Key Responsibilities
  • Verify provider status and ensure accurate and timely submission of third-party payor credentialing/recredentialing and hospital privileging information/applications to external designees.
  • Provide day-to-day tasks of provider status verification, external or internal correspondence, department organization, including provider files and filing, mail management, and utilizing and maintaining the credentialing database.
  • Proactively provide and/or timely respond to requests regarding the active credentialing and hospital privileging status of IMS providers to internal and external customers, as per the policies and procedures of the department.
  • Maintain the privacy and confidentiality of information, protecting the assets of the organization, acting with ethics and integrity, reporting non-compliance, and adhering to the applicable federal, state, and local laws and regulations, accreditation, and licensure requirements (if applicable), and IMS's policies and procedures.
  • Actively participate in departmental meetings, payor meetings, and with departmental process and procedure development and modifications.
  • Participate as directed in annual location site reviews.
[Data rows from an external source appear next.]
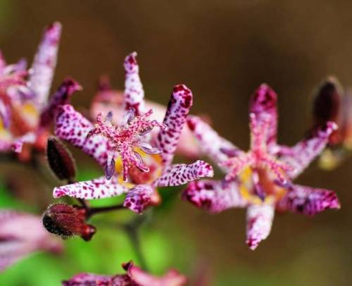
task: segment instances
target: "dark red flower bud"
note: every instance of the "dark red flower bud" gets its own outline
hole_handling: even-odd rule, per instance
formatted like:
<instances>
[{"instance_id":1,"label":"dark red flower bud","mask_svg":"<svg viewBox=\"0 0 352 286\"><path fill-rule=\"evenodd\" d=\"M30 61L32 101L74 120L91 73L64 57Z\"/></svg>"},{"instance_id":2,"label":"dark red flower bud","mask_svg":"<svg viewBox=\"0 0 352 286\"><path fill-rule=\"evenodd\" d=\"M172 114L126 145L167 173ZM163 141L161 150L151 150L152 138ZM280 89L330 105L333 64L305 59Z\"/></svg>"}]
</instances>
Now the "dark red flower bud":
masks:
<instances>
[{"instance_id":1,"label":"dark red flower bud","mask_svg":"<svg viewBox=\"0 0 352 286\"><path fill-rule=\"evenodd\" d=\"M316 125L323 125L327 121L337 123L344 94L340 83L333 77L325 80L314 94L313 117Z\"/></svg>"},{"instance_id":2,"label":"dark red flower bud","mask_svg":"<svg viewBox=\"0 0 352 286\"><path fill-rule=\"evenodd\" d=\"M75 178L76 167L71 154L54 136L48 139L46 156L50 168L59 180L70 181Z\"/></svg>"},{"instance_id":3,"label":"dark red flower bud","mask_svg":"<svg viewBox=\"0 0 352 286\"><path fill-rule=\"evenodd\" d=\"M84 209L59 203L48 207L43 216L43 225L49 232L63 239L80 235L88 241L94 235L96 228L86 224L86 219Z\"/></svg>"}]
</instances>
  • Use technology to maximize process work efficiencies and effectiveness.
  • Complete IMS mandatory training.
  • Participate in new department employee orientation, training, and development as requested.
  • Perform other duties as assigned.
Requirements
  • High school diploma or GED required.
  • AA degree preferred.
  • 2-4 years minimum experience required, specifically medical office and physician and hospital credentialing, 1-3 years minimum experience required, specifically medical office/physician billing and insurance claim follow-up and denial management.
  • Knowledge of health plan websites, CAQH, Intelli App software program, licensing boards, NPPS (NPI), Medicare (PECOS), National Provider DB, and hospital CVO's required.
  • Excellent oral and written communication skills.
  • Strong interpersonal skills, ability to get along well with others; team player.
  • Demonstrated ability to maintain confidentiality.
  • Strong organizational skills; able to handle a variety of tasks and prioritize.
  • Goal orientation; excellent follow-through.
  • Self-motivated; self-starter.
  • Detail-oriented.
  • Pro-active.
  • Demonstrates willingness to accept responsibility and accountability for assigned tasks.
  • The ability to work in a constant state of alertness and in a safe manner.
What We Offer

We offer a generous compensation package including medical, dental, vision, short-term and long-term disability, life insurance, paid time off, and a very lucrative 401k plan.

IMS is a tobacco-free work environment and an equal employment opportunity employer. All qualified applicants will receive consideration for employment without regard to race, color, religion, national origin, sex, disability status, sexual orientation, gender identity, age, protected veteran status, or any other characteristic protected by law.